Il termine mobbing identifica un insieme di comportamenti violenti, sia di natura fisica che verbale, messi in atto da persona e/o un gruppo di persone, verso altri soggetti.
La vittima di queste vere e proprie persecuzioni si sente emarginata, calunniata, criticata: gli vengono affidati compiti dequalificanti, o viene spostata da un ufficio all'altro, o viene sistematicamente messa in ridicolo di fronte a clienti o superiori. Lo scopo di tali comportamenti può essere vario, ma sempre distruttivo: eliminare una persona divenuta in qualche modo “scomoda”, inducendola alle dimissioni volontarie o provocandone il licenziamento. 

Il termine venne coniato agli inizi degli anni settanta del XX secolo dall'etologo Konrad Lorenz, per descrivere un particolare comportamento aggressivo tra individui della stessa specie, con l'obbiettivo di escludere un membro del gruppo. Negli anni ’80 lo psicologo svedese Heinz Leymann, definì il mobbing: “un terrore psicologico che consiste in una comunicazione ostile e contraria ai principi etici, perpetrata in modo sistematico da una o più persone principalmente contro un singolo individuo che viene per questo spinto in una posizione di impotenza e impossibilità di difesa, e qui costretto a restare da continue attività ostili”. In Italia, si inizia a parlare di mobbing  intorno gli anni '90, lo psicologo del lavoro Haraid Ege descrive il fenomeno attraverso un modello a 6 fasi e definendo il mobbing come "una forma di terrore psicologico sul posto di lavoro, esercitata attraverso comportamenti aggressivi e vessatori ripetuti, da parte dei colleghi o superiori" attuati in modo ripetitivo e protratti nel tempo per un periodo di almeno sei mesi. Perché sussista il mobbing, non è sufficiente un singolo atto, ma è necessaria una pluralità di situazioni.

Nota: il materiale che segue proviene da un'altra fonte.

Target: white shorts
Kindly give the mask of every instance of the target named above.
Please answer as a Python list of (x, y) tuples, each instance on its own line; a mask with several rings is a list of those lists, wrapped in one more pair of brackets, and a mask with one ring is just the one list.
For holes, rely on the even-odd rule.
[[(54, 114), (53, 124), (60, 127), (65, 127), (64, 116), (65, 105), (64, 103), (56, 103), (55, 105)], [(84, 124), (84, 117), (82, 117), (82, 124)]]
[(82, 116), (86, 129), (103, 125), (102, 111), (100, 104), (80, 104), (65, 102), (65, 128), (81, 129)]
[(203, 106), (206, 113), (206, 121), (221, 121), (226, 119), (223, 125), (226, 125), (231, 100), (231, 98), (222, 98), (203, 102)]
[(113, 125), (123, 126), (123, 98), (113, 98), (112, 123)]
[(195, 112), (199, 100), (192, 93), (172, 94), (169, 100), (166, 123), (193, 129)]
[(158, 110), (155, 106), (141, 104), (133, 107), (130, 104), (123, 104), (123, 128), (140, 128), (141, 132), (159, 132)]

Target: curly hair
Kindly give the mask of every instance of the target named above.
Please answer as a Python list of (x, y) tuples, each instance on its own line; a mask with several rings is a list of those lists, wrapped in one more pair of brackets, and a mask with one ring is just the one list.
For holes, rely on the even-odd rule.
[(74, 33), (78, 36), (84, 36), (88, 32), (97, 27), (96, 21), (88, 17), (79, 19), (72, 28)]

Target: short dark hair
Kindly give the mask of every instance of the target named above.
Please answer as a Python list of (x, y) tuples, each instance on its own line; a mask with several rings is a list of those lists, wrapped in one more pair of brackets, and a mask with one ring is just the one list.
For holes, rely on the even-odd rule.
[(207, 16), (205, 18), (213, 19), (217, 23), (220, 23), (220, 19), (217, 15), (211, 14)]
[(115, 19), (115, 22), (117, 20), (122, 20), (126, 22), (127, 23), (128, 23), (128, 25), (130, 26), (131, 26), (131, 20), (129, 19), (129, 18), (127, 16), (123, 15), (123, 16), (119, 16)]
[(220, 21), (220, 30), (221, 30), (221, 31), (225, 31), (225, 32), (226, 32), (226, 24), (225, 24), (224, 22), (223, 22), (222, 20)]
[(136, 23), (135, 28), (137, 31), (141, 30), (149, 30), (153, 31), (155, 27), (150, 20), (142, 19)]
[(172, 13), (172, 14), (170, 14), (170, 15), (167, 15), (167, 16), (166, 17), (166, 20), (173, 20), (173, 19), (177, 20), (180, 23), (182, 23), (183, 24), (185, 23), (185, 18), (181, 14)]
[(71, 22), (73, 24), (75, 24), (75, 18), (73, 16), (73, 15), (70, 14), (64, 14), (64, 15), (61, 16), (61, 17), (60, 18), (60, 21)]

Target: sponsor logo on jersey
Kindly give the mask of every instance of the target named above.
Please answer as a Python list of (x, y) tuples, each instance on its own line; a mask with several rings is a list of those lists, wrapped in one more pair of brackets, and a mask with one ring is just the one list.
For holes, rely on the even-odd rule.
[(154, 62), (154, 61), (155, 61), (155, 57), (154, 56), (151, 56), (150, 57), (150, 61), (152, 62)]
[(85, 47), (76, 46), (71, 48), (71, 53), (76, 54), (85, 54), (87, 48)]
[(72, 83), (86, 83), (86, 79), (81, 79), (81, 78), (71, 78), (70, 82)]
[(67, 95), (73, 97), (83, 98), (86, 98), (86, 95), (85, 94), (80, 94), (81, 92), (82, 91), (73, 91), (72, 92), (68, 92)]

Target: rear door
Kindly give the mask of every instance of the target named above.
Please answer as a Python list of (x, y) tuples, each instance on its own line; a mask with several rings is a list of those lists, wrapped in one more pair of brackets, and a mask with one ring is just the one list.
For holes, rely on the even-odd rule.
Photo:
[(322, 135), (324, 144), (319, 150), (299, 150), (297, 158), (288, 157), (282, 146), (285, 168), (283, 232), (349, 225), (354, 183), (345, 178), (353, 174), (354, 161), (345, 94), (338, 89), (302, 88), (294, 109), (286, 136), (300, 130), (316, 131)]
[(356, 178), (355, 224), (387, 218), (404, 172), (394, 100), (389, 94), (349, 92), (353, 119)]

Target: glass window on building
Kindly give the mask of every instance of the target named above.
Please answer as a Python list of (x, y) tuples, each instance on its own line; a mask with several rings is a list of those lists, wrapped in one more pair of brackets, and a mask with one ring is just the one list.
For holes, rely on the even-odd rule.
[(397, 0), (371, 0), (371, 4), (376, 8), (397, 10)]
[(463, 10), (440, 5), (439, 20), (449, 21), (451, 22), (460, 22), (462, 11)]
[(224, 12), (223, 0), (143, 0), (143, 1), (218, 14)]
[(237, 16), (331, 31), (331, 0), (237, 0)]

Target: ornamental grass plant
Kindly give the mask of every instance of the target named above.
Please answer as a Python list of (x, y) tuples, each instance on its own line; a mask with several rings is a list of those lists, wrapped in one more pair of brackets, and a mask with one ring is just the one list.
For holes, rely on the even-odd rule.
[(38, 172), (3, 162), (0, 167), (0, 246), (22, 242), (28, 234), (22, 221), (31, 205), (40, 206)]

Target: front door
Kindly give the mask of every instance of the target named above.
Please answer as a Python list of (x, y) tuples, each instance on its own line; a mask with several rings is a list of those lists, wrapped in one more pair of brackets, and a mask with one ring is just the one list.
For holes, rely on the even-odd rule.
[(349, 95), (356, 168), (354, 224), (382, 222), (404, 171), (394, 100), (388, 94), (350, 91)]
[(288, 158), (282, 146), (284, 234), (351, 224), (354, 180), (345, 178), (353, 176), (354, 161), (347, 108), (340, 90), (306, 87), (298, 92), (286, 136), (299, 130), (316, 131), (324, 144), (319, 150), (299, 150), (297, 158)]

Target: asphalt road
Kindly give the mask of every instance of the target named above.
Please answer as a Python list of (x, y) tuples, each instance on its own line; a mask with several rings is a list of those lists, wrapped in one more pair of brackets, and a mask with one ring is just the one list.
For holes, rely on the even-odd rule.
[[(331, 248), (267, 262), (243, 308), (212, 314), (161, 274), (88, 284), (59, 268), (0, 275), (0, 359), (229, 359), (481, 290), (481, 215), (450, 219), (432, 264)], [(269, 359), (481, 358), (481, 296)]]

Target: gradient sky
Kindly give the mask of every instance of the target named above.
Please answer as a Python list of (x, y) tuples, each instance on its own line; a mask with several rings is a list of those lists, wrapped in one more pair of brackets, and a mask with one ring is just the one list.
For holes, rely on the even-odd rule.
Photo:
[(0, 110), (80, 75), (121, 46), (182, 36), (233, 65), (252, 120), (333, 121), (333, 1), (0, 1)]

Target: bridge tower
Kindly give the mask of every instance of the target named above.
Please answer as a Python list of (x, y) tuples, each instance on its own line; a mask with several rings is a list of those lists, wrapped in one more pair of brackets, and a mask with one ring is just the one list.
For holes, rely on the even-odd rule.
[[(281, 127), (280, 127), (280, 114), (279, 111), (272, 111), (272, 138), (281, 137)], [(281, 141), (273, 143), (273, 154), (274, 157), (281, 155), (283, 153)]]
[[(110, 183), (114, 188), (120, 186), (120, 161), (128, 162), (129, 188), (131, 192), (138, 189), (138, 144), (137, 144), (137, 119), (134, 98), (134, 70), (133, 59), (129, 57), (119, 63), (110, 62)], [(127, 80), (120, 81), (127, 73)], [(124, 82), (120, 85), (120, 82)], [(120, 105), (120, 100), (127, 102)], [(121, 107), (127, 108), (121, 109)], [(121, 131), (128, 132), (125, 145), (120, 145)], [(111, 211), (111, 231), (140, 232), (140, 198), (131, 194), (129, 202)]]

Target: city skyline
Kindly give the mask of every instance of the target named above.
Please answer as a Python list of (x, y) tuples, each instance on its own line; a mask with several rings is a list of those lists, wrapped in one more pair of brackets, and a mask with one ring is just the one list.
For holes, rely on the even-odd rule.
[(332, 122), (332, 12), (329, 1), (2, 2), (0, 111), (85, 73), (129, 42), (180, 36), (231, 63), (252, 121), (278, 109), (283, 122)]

Subire violenza interpersonale ha un forte potenziale traumatico, che ampliando le preesistenti fragilità della vittima del mobbing, mina il suo assetto cognitivo-emotivo. I lavoratori vittime di mobbing mostrano alterazioni dell’equilibrio socio-emotivo (ansia, depressione, ossessioni, attacchi di panico, anestesia emozionale), alterazioni dell’equilibrio psicofisiologico (cefalea, vertigini, disturbi gastrointestinali, disturbi del sonno e della sessualità) disturbi a livello comportamentale (modificazioni del comportamento alimentare, reazioni autoaggressive ed eteroaggressive, passività), problemi cardiaci ( infarto miocardico, battito cardiaco accelerato), problemi al sistema immunitario (calo delle difese immunitarie), problemi dermatologici (dermatiti  psoriasi disturbi cutanei).
Le conseguenze del mobbing producono difficoltà di adattamento del soggetto alla situazione lavorativa, e una drastica riduzione dell’autostima, e la sensazione di incapacità nel gestire la realtà quotidiana. La vita della vittima di mobbing, nei casi più gravi, si trova così ad essere compromessa, con separazioni, divorzi e un progressivo ritiro anche dalla sfera sociale.
L’impatto di questo tipo di trauma sconvolge il proprio senso dell’identità. Si sviluppa un senso d’identità basato su percezioni di sé come impotente, colpevole, non amabile e non capace; si percepisce gli altri come pericolosi, inaffidabili, imprevedibili e, in generale si percepisce il mondo come ingiusto, caotico, ingestibile. Le aree del senso d’identità destabilizzate dall’evento, riguardano il sentirsi al sicuro, la fiducia in se stessi e negli altri, il sentirsi capaci di far fronte alle situazioni, la stima di sé, e l’intimità. 

“Qualsiasi interruzione del proprio senso di continuità e unicità connesso alla percezione di sé si accompagna invariabilmente alla perdita del senso della realtà e rappresenta l’esperienza emotiva più disgregante e devastante che un essere umano possa provare nel corso della vita”, come sottolinea Vittorio Guidano in "La complessità del Sé".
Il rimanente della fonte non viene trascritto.